1. Create conda-env wsi_data_pipeline

conda create -n wsi_data_pipeline python=3.10
conda activate wsi_data_pipeline

2. Clone HistoGPT repository and install histogpt api

cd wsi_data_pipeline

git clone https://github.com/marrlab/HistoGPT.git
cp -f ./histogpt_install_setup/setup.py ./HistoGPT/setup.py

## install histogpt
cd HistoGPT
pip install .

3. Install other related depencies for env

cd wsi_data_pipeline
pip install -r requirements.txt

4. Download WSI images

  • Download different WSI image zip files, unzip them and get the WSI image in .svs format.
  • Change the .svs suffix into .ndpi.
  • Store them into the wsi_data_pipeline/data/raw/ folder.

5. Download models

Go to the following Link to download related models or config files.
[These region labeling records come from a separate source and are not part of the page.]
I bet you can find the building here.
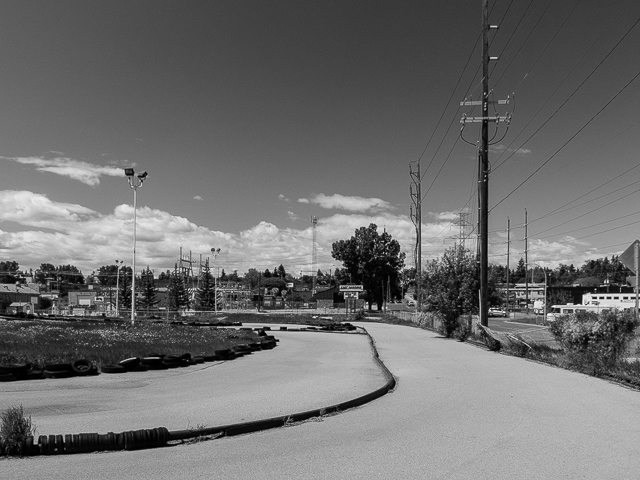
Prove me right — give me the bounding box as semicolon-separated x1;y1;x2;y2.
496;283;544;308
0;283;40;313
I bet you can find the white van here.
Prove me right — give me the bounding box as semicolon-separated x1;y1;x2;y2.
547;303;616;322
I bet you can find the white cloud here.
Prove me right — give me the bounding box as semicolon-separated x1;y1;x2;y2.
0;156;129;186
0;191;600;273
298;193;393;212
489;143;531;155
428;212;460;221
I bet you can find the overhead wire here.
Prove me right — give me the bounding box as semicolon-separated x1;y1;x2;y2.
493;2;637;171
489;63;640;212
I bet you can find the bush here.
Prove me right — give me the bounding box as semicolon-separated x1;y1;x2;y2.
0;405;36;455
549;311;639;375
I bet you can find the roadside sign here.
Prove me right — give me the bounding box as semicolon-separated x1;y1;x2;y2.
338;285;364;293
618;240;640;272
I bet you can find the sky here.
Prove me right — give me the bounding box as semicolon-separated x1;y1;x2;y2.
0;0;640;275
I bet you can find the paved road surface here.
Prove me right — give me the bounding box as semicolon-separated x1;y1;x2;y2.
5;324;640;480
0;331;386;436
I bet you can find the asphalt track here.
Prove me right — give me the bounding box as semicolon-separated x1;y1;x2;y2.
0;323;640;479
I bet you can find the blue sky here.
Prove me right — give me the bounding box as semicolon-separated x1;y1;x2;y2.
0;0;640;274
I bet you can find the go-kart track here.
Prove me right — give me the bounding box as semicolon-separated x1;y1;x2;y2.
0;323;640;480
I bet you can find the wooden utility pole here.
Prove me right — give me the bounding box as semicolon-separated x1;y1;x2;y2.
505;217;511;317
524;208;529;314
478;0;489;326
409;160;422;314
460;0;511;326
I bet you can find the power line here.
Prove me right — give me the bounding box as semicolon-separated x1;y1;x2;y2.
493;0;638;171
491;64;640;211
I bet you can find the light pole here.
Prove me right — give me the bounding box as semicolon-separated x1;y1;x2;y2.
535;263;547;322
124;168;149;325
211;248;220;315
116;260;124;318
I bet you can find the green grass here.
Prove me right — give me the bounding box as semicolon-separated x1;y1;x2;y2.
0;320;259;366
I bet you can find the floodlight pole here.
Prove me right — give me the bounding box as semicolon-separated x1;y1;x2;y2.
211;248;221;315
124;168;147;325
116;260;124;318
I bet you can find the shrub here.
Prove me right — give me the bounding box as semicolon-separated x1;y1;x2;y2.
549;311;639;375
0;405;36;455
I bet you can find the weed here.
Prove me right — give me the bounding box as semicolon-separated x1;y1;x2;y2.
0;405;36;455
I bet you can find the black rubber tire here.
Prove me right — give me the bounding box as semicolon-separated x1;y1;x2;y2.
0;373;18;382
38;435;49;455
64;434;74;454
42;369;73;378
44;363;73;372
140;356;162;367
0;363;29;376
55;435;64;455
145;362;169;370
25;369;44;380
71;358;93;377
24;435;40;457
127;365;149;372
118;357;142;371
100;364;126;373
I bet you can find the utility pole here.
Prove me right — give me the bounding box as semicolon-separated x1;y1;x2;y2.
460;0;511;326
409;160;422;314
505;217;511;318
311;215;318;295
524;208;529;314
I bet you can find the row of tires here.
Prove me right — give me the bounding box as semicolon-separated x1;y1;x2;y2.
0;335;277;382
23;427;170;456
100;335;277;374
0;359;98;382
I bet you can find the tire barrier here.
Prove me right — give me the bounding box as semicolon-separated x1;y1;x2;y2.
15;327;396;455
24;427;170;456
169;327;396;441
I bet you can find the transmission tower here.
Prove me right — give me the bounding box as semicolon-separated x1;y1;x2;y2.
453;212;471;248
460;0;511;326
178;247;195;291
409;160;422;312
311;215;318;295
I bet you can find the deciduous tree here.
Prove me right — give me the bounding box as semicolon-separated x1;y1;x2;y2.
424;245;480;337
331;223;405;310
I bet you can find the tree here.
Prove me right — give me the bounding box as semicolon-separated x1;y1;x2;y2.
96;265;118;287
0;261;20;283
36;263;56;283
509;257;527;283
227;270;239;282
278;264;287;279
140;267;158;312
196;259;216;310
331;223;405;310
244;268;262;290
169;263;190;310
424;245;480;337
118;268;131;309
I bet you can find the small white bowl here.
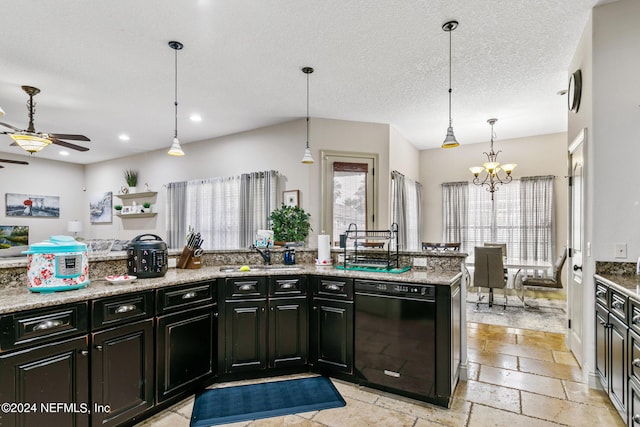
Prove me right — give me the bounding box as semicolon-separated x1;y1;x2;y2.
105;274;137;285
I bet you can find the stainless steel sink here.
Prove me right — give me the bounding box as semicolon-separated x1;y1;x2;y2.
220;265;302;273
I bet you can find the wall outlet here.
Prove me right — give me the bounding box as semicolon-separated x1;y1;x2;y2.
615;243;627;258
413;257;427;267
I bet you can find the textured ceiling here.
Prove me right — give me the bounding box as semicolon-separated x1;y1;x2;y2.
0;0;596;164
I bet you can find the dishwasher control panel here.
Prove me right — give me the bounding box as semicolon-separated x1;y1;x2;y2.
355;280;436;299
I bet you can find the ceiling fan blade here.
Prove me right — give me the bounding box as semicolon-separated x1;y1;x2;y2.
49;139;89;151
0;159;29;167
0;122;23;132
49;133;91;141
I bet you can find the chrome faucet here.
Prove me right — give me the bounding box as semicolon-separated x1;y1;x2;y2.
251;245;271;265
  • Link for ctranspath and histogpt
    1. Download ctranspath.pth and move it to the model_checkpoints/ctranspath/ folder.
    2. Download histogpt-1b-6k-pruned.pth and move it to the model_checkpoints/histogpt/ folder.
    3. Download other .json files related to the configs of histogpt and move them to the model_checkpoints/histogpt/ folder.
  • Link for biogpt
    1. Download config.json, merges.txt, vocab.json files related to the tokenizer for prompt encoding and move them to the model_checkpoints/biogpt/ folder.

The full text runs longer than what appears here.